La sinistra non dovrebbe quindi filosofeggiare sul merito dicendo quello che in sostanza dice da cinque decenni: rendiamo la scuola più facile per renderla più inclusiva. Dovrebbe invece dire due cose: 1) a scuola non si acquisiscono le competenze dell’efficienza neoliberale ma i saperi che rendono capaci di stare veramente al mondo e di saperlo governare come sforzo collettivo e democratico su regole norme e valori, che devono essere sempre in discussione e non dipendono da alcuna metafisica platonica o tecnoscientifica; 2) bisogna fare in modo che tutti siano in grado di accedere ai punti più alti dell’arte e del pensiero, e quindi è necessario un unico liceo dell’obbligo fino ai 18 anni, con un unico programma nazionale.
Le inclinazioni e gli interessi potranno poi essere coltivati all’università o nei vari corsi successivi al liceo. Infatti, a tredici-quattordici anni, di solito, non si hanno inclinazioni né interessi e non si può pensare che ci si possa auto-formare.

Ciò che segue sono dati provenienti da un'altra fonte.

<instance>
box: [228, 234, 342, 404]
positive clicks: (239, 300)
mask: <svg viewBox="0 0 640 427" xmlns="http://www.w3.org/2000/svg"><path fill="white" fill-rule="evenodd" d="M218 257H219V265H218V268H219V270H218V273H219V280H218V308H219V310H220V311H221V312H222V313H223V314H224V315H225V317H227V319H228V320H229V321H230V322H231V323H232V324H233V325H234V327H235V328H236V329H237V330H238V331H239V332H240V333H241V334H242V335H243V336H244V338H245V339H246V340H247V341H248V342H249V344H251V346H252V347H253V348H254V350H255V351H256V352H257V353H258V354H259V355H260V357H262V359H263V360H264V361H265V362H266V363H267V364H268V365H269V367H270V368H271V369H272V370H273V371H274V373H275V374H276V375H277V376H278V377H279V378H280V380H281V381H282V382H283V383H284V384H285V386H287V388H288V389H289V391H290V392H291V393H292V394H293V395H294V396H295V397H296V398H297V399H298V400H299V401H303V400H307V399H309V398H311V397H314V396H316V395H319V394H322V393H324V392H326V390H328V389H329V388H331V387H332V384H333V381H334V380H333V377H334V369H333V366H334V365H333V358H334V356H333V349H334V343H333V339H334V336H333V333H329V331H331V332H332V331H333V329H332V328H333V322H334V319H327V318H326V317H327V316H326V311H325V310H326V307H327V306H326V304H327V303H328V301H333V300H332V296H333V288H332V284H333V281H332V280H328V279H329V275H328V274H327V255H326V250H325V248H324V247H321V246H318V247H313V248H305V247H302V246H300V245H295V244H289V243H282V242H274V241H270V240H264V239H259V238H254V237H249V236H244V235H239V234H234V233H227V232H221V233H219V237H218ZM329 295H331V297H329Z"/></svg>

Ogni giovane dev’essere informato intorno a Sofocle e Beethoven, Hegel e Leopardi, Michelangelo e Braudel. Non può sapere da solo che esistono, e non può avere idea della loro grandezza senza una minima forma di imposizione.
Lasciamo stare la parola merito. Parliamo invece del fatto che la scuola non deve servire a nulla e che in questa inutilità sta il servizio più grande che può fare alla società e ai suoi giovani. E pensiamo anche ai vecchi. Nelle nostre società aumenta la speranza di vita e diminuiscono, allo stesso tempo, i vincoli comunitari, i saperi tradizionali, le occasioni di socialità. Tanti anziani soli, esposti al pensiero della fine imminente, se adeguatamente formati in gioventù, potranno almeno trovare consolazione nella poesia, nella musica, nell’introspezione filosofica, nella contemplazione del mondo plasmato dall’ingegno umano.